As for reading the original papers, while there is a lot to be said for this, you should bear in mind that these are not only typically written in languages other than English, but are also in a mathematical language that is quite different from our modern language. If you do decide to look at the originals, Wussing's book would be a good guide to the major papers in the initial development of group theory.
Solution 2:
Please allow me to quote from Joseph Rotman's book "Galois Theory", as follows
"When writing the definition of Galois group for this text, I asked myself an obvious question: how did such thoughts occur to Galois in the late 1820's? The answer, of course, is that he did not think in such terms; for its first century, 1830-1930, the Galois group was a froup of permutations. In the late 1920's, E.Artin, developing ideas of E.Noether going back at least to Dedekind, recognized that it is both more elegant and more fruitful to describe Galois groups in terms of field automorphisms(Artin's version is isomorphic to the original version). In 1930, van der Waerden incorporated much of Artin's viewpoint into his influential text "Moderne Algebra," and a decade later Artin published his own lectures. So successful have Artin's ideas proved to be that they have vertually eclipsed earlier expositions. But we have lost the inevitability of the definition; group theory is imposed on the study of polynomials rather arising naturally from it. This appendix is an attempt to remedy this pedagogical problem by telling the story of what happened in the beginning. The reader interested in a more thorough account may read [Edwards] or [Tignol] "

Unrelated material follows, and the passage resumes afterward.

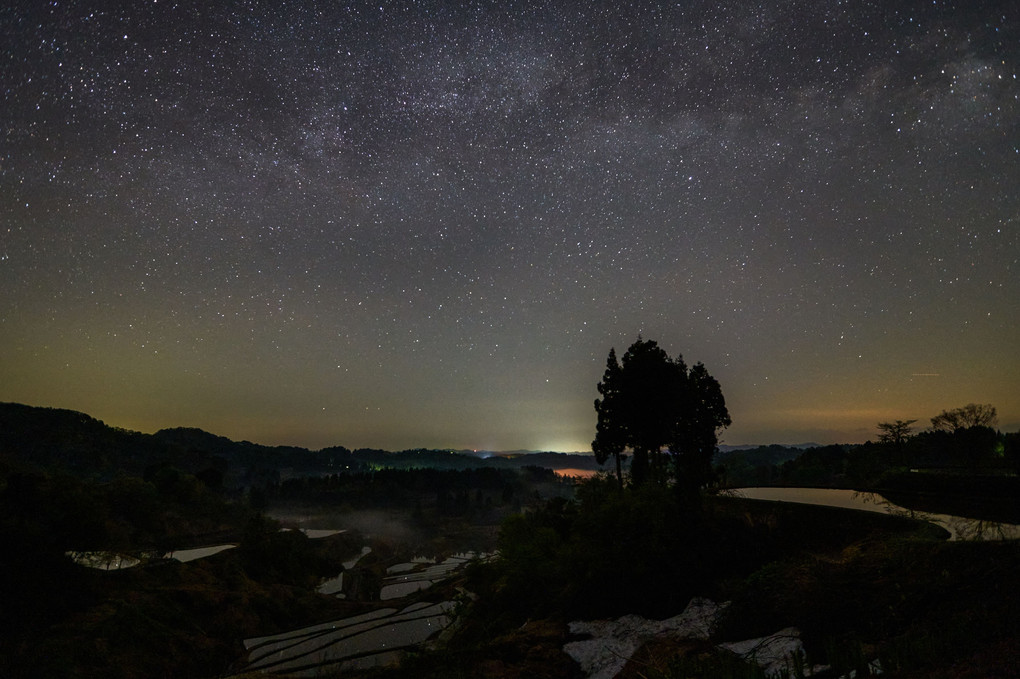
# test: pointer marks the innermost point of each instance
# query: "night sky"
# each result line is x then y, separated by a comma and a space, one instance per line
409, 224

H.M.Edwards, Galois Theory,Springer,1984
J.-P.Tignol, Galois Theory of Algenraic Euqations, Wiley, 1988
Solution 3:
Unknown Quantity by John Derbyshire is an excellent historical account of the evolution of abstract algebra. The book is aimed at the "mathematically inclined" and covers the history of algebra from birth to present day (or pretty close.)
Solution 4:
Algebra is a very large field, so you probably want to be a bit more specific.

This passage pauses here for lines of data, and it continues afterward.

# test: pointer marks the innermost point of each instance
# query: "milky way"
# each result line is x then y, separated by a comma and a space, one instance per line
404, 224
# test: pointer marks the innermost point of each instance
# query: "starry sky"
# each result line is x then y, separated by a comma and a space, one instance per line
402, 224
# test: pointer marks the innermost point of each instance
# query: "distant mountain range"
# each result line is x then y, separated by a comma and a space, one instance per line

In case you are wondering about Galois Theory, and want to learn its history for the purpose of understanding it, I strongly recommend the following book:
Jörg Bewersdorff. Galois Theory for Beginners. AMS 2006.
It doesn't present the history in a scholarly fashion, but as a means to the end of understanding the modern formulation of Galois Theory in terms of fields and automorphism groups. I don't think I would have understood any of it without this book.
There is also a paper
John Stillwell. Galois Theory for Beginners. The American Mathematical Monthly. Vol. 101, No. 1 (Jan., 1994), pp. 22-27.

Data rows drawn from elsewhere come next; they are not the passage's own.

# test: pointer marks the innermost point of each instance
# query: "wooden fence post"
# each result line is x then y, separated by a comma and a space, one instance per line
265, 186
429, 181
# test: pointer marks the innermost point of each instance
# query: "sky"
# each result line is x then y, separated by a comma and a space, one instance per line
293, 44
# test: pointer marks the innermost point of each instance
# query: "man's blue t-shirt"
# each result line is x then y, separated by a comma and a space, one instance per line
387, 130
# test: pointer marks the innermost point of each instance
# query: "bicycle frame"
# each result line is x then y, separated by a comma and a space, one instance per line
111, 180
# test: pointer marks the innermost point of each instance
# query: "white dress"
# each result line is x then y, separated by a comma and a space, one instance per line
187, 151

with a similar goal. I'm mentioning it because the author, John Stillwell, has written another marvelous book about the history of mathematics in general.
If you are interested in Abel's concurrent proof of the unsolvability of the quintic, have a look at the book
Peter Pesic. Abel's Proof. MIT Press 2004.
although it's written for the general public. However, it does include a modern transcription of Abel's original proof in an appendix, which is the object of interest here.
Solution 5:
I highly recommend RBJT Allenby's "Rings, Fields and Groups" for giving the both the historic development of modern algebra and biographic sketches of many of the mathematicians involved. He starts of with polynomial equations then follows how that lead to generalizations of rings and ideals, field theory, groups and Galois theory.
Armstrong's "Basic Topology" does a similar approach for Topology starting with polyhedra in Euclidean space and moving to open sets, topologies, triangulations and homotopy groups.